Three years ago, a global pandemic triggered a so-called "she-cession," as millions of women lost their jobs or left the workforce to care for loved ones. Now, they're leading the recovery.
Companies have more women on their payrolls than ever before, in part because of a steady rise in the share of women ages 25 to 54 who are employed or searching for work. The participation rate for that group climbed to a record high of 77.5% in April, surpassing a peak reached in 2000, according to government data going back to the 1940s.
"We have gotten back to the best that women had ever done historically," said Kathryn Anne Edwards, a labor economist.
The milestone marks a surprisingly fast reversal from the depths of the COVID-19 crisis, which had undone years of progress in women's workforce participation. The bounce-back reflects everything from the rise of remote work to long-term trends such as more women getting college degrees. But more than anything, it is driven by economic conditions: The U.S. job market is strong, lifting participation for a variety of groups, and persistent inflation has pressured families to find ways to offset soaring costs.

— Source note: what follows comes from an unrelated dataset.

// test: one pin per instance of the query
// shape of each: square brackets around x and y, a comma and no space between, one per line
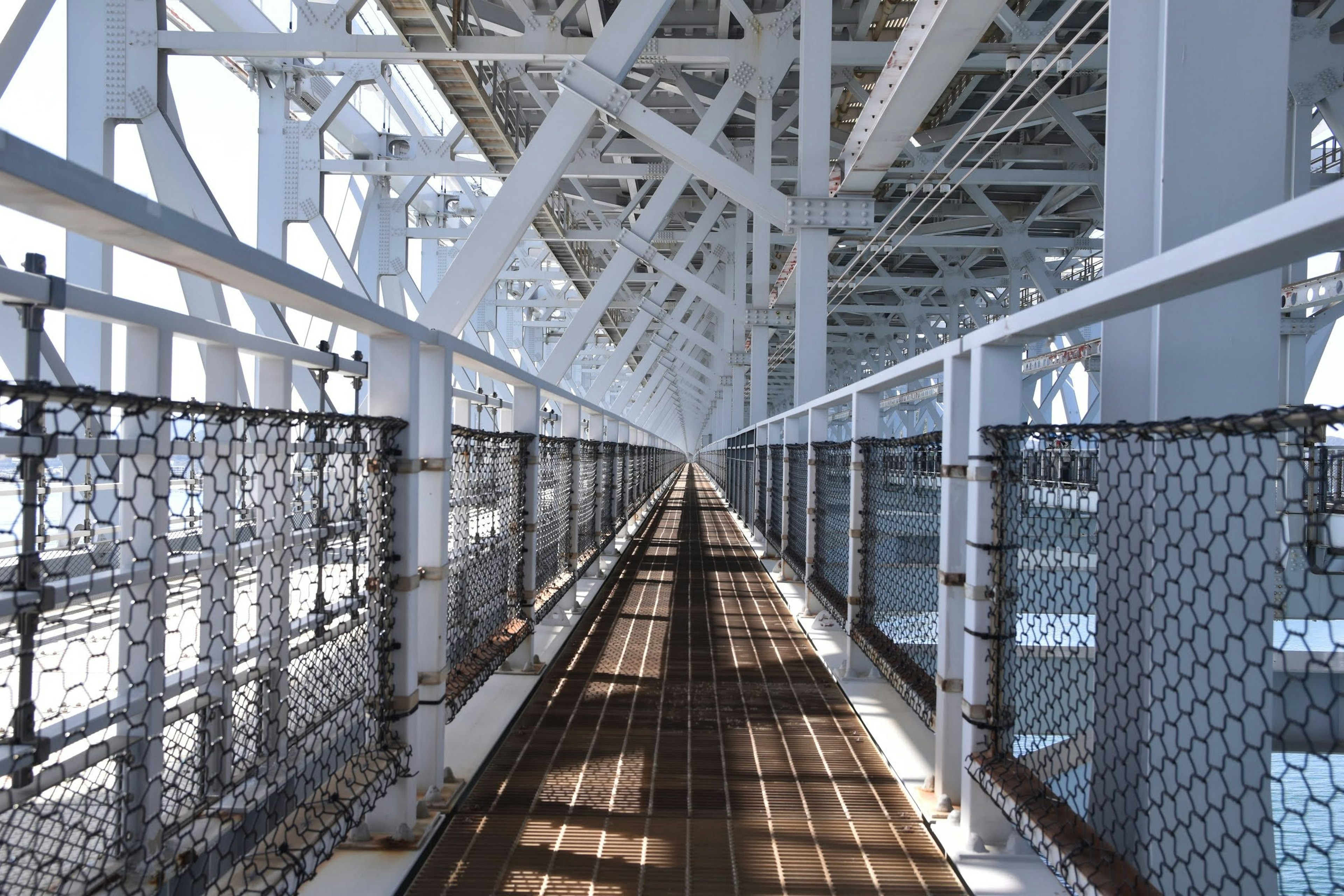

"We've had unquestionably a very strong recovery," said Beth Almeida, a labor economist and senior fellow at the Center for American Progress. "And when there are lots of jobs available, people step up to take them."
Job openings, while declining, continue to outnumber unemployed workers 1.6 to 1, and the unemployment rate — now just 3.4% — matches its lowest level since the early 1950s. That disconnect between labor demand and supply has forced businesses to rapidly increase wages to attract and retain workers. By one measure, private-sector wages and salaries have climbed over 10% in the past two years.
Tamara Atkinson, who heads up the workforce development board in the Austin area, said that an abundance of jobs and better pay has helped to bring more women into the workforce.
"A second reason we're seeing more women participating is, frankly, necessity," said Atkinson.